18 février 2010 – Rencontre avec les prêtres de Rome

     « Ayant présenté avec une violente clameur et des larmes, des implorations et des supplications » (He 5, 7). Il ne s'agit pas seulement d'une mention de l'heure de l'angoisse sur le Mont des Oliviers, mais c'est un résumé de toute l'histoire de la passion, qui embrasse toute la vie de Jésus. Des larmes: Jésus pleurait devant la tombe de Lazare, il était réellement touché intérieurement par le mystère de la mort, par la terreur de la mort. Des personnes perdent leur frère, comme dans ce cas, leur mère et leur fils, leur ami: tout l'aspect terrible de la mort, qui détruit l'amour, qui détruit les relations, qui est un signe de notre finitude, de notre pauvreté. Jésus est mis à l'épreuve et il se confronte jusqu'au plus profond de son âme avec ce mystère, avec cette tristesse qui est la mort, et il pleure. Il pleure devant Jérusalem, en voyant la destruction de cette belle cité à cause de la désobéissance; il pleure en voyant toutes les destructions de l'histoire dans le monde; il pleure en voyant que les hommes se détruisent eux-mêmes, ainsi que leurs villes dans la violence, dans la désobéissance.

      Jésus pleure, en poussant de grands cris. Les Evangiles nous disent que Jésus a crié de la Croix, il a crié: « Mon Dieu, mon Dieu, pourquoi m'as-tu abandonné? » (Mc 15, 34; cf. Mt 27, 46) et, à la fin, il a crié encore une fois. Et ce cri répond à une dimension fondamentale des Psaumes: dans les moments terribles de la vie humaine, de nombreux Psaumes constituent un cri puissant vers Dieu: « Aide-nous, écoute-nous! » Précisément aujourd'hui, dans le bréviaire, nous avons prié dans ce sens: Où es-tu Dieu? « Tu nous traites en bétail de boucherie » (Ps 44, 12). Un cri de l'humanité qui souffre! Et Jésus, qui est le véritable sujet des Psaumes, apporte réellement ce cri de l'humanité à Dieu, aux oreilles de Dieu: « Aide-nous et écoute-nous! ». Il transforme toute la souffrance humaine, en l'assumant en lui-même, en un cri aux oreilles de Dieu.

     Et ainsi, nous voyons que précisément de cette manière se réalise le sacerdoce, la fonction du médiateur, en transportant en soi, en assumant en soi la souffrance et la passion du monde, en la transformant en cri vers Dieu, en l'apportant devant les yeux et entre les mains de Dieu, et en l'apportant réellement ainsi au moment de la Rédemption.

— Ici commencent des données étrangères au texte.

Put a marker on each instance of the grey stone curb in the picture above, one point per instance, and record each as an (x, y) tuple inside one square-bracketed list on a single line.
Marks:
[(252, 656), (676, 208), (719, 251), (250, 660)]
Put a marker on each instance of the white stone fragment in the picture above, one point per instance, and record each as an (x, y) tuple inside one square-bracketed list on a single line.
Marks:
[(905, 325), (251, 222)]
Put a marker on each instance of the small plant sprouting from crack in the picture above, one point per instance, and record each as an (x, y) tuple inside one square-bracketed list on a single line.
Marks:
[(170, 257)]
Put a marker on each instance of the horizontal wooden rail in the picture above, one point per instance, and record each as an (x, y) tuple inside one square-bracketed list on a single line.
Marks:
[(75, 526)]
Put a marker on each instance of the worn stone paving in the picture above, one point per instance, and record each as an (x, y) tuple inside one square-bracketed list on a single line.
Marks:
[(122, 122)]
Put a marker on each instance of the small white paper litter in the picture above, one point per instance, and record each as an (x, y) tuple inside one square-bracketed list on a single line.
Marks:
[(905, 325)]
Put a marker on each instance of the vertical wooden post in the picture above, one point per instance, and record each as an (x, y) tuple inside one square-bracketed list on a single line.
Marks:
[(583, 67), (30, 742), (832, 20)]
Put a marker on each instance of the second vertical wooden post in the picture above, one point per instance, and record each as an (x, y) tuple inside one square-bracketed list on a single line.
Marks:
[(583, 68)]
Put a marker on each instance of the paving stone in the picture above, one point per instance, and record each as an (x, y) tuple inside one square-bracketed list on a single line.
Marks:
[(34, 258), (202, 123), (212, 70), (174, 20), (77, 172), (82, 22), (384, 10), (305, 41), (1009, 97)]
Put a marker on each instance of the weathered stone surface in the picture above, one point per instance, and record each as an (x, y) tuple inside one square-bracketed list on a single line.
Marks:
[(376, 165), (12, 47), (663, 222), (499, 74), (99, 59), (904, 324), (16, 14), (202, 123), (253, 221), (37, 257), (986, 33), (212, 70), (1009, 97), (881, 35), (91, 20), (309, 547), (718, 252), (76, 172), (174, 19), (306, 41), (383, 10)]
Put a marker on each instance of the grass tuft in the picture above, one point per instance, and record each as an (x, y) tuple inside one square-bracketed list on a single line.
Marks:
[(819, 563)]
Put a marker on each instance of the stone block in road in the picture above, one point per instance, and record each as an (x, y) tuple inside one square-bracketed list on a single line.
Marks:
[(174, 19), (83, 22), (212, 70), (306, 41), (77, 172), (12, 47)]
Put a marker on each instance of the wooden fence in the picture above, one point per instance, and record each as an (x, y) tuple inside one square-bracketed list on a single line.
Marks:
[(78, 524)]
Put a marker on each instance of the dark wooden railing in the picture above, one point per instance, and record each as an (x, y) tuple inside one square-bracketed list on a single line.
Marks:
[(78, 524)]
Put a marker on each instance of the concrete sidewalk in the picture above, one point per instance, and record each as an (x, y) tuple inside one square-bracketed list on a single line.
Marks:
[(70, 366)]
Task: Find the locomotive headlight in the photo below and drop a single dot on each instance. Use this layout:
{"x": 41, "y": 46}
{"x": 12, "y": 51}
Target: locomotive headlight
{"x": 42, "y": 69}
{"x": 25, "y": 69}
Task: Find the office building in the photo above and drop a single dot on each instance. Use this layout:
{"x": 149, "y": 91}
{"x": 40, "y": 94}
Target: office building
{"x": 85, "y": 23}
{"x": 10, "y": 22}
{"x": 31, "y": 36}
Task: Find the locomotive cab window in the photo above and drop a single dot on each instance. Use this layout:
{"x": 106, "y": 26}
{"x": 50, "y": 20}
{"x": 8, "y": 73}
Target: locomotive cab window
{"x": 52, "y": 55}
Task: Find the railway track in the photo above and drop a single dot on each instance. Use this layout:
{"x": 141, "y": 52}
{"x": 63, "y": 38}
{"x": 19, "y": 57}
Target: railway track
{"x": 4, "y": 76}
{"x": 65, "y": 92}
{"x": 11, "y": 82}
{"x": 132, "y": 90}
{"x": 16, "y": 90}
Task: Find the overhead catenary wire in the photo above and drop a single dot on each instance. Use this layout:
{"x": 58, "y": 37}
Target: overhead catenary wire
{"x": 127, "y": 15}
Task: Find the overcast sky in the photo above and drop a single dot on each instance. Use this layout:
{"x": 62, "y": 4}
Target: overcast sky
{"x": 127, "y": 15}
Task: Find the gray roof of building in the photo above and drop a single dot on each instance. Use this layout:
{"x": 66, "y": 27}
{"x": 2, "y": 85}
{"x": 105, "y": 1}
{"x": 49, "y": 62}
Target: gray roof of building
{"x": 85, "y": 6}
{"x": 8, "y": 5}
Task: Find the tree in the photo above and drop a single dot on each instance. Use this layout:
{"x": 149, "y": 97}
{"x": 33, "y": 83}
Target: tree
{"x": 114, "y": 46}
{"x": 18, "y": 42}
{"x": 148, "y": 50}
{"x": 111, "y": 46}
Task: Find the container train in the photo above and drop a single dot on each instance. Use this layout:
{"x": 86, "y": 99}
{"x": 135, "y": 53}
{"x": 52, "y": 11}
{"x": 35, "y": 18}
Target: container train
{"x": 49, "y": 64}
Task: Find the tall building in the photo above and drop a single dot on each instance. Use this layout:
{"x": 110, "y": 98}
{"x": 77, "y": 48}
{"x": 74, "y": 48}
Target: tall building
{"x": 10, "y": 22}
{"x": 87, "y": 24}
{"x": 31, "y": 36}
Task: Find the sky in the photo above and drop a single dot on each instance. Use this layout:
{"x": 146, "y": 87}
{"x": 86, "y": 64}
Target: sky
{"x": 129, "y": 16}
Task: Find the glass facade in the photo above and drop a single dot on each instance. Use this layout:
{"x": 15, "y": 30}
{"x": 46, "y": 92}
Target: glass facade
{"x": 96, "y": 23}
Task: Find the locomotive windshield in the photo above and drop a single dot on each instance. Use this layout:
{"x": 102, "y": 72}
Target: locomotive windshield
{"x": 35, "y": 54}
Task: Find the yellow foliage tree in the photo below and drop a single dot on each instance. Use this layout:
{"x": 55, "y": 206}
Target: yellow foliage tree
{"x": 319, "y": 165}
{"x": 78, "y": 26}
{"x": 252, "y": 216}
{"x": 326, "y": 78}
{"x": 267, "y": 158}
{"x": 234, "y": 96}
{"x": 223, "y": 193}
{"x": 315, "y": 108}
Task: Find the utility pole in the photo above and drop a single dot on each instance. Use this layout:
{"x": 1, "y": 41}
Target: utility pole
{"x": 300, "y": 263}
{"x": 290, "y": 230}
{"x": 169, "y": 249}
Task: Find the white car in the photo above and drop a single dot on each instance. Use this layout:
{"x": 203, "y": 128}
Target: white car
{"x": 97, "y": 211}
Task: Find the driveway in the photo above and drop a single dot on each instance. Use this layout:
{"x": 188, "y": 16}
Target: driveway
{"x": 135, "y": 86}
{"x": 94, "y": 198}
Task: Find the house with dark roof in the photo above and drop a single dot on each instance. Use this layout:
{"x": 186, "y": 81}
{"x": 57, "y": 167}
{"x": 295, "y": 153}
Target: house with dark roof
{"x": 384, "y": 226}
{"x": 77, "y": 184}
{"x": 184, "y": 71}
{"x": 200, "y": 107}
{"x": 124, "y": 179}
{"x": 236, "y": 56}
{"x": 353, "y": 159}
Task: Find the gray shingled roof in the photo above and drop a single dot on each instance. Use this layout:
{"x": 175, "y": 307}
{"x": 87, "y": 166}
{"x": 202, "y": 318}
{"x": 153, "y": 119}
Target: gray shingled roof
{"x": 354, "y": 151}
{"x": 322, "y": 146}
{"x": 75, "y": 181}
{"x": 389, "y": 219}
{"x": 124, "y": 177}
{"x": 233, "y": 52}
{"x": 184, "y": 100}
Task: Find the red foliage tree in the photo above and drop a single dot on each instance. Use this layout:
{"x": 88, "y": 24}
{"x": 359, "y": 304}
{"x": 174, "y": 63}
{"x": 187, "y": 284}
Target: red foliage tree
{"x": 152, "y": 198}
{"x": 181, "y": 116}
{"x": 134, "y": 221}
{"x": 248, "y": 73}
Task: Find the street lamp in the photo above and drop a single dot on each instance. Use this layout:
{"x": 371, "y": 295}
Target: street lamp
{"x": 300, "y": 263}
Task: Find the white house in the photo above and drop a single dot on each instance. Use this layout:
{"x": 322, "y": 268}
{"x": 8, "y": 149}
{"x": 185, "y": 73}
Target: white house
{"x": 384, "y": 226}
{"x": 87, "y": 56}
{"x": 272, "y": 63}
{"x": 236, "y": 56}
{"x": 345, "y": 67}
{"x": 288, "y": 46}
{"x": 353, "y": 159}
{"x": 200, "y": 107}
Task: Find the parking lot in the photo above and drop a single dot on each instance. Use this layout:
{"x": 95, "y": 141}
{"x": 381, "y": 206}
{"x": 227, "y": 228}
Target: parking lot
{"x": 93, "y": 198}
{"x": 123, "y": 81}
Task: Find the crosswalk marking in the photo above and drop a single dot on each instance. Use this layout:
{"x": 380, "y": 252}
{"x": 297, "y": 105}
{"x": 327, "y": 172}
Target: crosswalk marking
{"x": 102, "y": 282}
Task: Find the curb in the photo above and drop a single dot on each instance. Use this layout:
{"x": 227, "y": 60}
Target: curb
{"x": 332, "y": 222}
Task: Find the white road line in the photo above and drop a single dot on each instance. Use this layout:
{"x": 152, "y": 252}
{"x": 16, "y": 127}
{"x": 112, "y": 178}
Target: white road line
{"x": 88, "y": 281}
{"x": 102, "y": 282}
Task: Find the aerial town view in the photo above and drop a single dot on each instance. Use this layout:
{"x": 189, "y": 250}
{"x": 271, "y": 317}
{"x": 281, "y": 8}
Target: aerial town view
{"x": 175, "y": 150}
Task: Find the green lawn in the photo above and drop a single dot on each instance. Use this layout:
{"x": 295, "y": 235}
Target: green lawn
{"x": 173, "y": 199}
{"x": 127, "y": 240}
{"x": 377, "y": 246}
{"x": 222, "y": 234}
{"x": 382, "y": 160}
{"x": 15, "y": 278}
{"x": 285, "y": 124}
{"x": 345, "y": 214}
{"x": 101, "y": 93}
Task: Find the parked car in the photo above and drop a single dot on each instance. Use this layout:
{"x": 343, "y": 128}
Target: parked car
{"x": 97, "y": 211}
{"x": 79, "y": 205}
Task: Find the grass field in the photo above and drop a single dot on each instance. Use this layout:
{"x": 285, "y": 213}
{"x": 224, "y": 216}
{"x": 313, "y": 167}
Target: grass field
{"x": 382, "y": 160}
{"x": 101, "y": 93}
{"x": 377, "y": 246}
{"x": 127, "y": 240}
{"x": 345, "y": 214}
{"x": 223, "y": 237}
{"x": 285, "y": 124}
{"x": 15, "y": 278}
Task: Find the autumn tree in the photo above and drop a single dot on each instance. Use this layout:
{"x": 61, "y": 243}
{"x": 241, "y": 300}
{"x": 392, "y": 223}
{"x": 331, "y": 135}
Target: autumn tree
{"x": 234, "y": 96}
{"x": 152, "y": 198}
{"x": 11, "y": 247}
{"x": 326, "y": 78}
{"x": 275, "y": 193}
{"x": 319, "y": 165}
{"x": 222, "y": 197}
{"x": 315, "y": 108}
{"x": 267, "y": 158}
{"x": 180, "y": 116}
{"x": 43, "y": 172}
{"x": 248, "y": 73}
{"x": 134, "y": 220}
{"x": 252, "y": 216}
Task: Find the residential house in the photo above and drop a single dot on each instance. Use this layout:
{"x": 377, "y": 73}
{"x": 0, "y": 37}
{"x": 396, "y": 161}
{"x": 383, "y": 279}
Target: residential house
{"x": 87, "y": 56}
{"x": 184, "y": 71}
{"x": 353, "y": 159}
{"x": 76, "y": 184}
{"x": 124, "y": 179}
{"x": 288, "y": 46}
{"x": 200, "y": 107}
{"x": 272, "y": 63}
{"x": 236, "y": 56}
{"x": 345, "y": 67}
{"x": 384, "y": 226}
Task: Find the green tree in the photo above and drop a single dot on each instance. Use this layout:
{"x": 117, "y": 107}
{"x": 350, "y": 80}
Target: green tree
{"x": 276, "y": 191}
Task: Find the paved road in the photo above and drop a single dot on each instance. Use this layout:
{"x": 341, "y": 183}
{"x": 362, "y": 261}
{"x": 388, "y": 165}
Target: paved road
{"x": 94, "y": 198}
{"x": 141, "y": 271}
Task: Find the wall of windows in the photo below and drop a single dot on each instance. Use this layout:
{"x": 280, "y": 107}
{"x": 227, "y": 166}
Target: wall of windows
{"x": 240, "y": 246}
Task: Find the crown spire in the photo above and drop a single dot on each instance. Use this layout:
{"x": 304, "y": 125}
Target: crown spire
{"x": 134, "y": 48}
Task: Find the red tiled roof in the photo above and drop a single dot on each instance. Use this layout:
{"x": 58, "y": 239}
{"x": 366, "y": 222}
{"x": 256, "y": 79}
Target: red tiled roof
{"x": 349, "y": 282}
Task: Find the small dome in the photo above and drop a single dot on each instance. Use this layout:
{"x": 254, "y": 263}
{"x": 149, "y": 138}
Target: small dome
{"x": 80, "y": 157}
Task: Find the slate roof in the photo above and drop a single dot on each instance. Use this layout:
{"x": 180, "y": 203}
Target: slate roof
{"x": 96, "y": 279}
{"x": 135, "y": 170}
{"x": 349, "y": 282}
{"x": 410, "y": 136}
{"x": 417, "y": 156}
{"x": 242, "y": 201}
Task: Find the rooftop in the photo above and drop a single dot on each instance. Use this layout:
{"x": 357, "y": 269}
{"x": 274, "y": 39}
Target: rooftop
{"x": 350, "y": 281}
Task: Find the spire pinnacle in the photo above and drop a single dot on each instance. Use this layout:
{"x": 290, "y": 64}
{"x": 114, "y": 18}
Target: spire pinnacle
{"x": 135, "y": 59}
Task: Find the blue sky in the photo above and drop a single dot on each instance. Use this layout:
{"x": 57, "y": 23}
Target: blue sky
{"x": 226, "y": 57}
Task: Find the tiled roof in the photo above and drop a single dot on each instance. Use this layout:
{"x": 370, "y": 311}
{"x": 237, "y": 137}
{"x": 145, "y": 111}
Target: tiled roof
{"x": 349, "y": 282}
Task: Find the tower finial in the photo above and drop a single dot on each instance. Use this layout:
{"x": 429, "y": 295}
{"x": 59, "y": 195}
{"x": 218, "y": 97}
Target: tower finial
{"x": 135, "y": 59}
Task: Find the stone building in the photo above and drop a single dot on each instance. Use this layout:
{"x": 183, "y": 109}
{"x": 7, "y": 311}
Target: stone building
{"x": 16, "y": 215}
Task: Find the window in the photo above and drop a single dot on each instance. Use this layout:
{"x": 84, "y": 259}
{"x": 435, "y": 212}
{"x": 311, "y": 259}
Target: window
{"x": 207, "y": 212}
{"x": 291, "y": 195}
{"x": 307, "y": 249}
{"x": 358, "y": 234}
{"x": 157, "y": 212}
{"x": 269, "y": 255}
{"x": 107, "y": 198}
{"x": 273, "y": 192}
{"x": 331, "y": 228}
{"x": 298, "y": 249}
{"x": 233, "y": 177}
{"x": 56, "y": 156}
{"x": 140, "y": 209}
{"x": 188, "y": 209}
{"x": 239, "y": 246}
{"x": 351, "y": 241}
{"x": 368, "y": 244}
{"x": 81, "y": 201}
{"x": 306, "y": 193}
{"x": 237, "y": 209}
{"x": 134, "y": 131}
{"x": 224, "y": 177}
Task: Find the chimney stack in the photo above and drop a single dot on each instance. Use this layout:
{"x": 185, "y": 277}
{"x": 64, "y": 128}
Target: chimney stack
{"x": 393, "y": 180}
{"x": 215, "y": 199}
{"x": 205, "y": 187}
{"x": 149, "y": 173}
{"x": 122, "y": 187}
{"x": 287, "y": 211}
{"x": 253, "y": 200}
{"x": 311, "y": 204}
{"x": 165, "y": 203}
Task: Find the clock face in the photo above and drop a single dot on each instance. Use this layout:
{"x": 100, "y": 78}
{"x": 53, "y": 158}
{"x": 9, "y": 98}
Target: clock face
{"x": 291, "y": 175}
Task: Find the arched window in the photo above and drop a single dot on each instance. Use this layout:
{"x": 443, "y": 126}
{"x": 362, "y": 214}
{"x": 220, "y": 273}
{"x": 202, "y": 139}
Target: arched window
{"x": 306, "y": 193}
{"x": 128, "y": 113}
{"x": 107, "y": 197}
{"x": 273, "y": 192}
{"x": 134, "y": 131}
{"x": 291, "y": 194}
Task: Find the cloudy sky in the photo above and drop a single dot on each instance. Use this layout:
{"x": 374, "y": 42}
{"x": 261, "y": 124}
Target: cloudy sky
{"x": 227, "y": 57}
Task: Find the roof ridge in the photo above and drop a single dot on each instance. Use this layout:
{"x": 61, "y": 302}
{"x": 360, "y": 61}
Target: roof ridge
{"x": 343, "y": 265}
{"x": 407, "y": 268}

     En réalité, la Lettre aux Hébreux dit qu'« il offrit des implorations et des supplications », « une clameur et des larmes » (5, 7). C'est une juste traduction du verbe prosphèrein, qui est une parole cultuelle et qui exprime l'acte de l'offrande des dons humains à Dieu, qui exprime précisément l'acte de l'offertoire, du sacrifice. Ainsi, avec ce terme cultuel appliqué aux prières et aux larmes du Christ, elle démontre que les larmes du Christ, l'angoisse du Mont des Oliviers, le cri de la Croix, toute sa souffrance font partie de sa grande mission. Précisément de cette manière, Il offre le sacrifice, il fait le prêtre. La Lettre aux Hébreux, avec cet « il offrit », prosphèrein, nous dit: il s'agit de l'accomplissement de son sacerdoce, il conduit ainsi l'humanité vers Dieu, il devient ainsi le médiateur, il fait ainsi le prêtre.

     Disons, précisément, que Jésus n'a pas offert quelque chose à Dieu, mais qu'il s'est offert lui-même et que cet acte de s'offrir lui-même se réalise précisément dans cette compassion, qui transforme en prière et en cri au Père la souffrance du monde. Dans ce sens, notre sacerdoce ne se limite pas lui non plus à l'acte cultuel de la Messe, dans lequel tout est remis entre les mains du Christ, mais toute notre compassion envers la souffrance de ce monde si éloigné de Dieu, est un acte sacerdotal, est prosphèrein, est offrir. C'est pourquoi, il me semble que nous devons comprendre et apprendre à accepter plus profondément les souffrances de la vie pastorale; car précisément là se trouvent l'action sacerdotale, la médiation, le fait d'entrer dans le mystère du Christ, de communiquer avec le mystère du Christ, très réel et essentiel, existentiel et ensuite sacramentel.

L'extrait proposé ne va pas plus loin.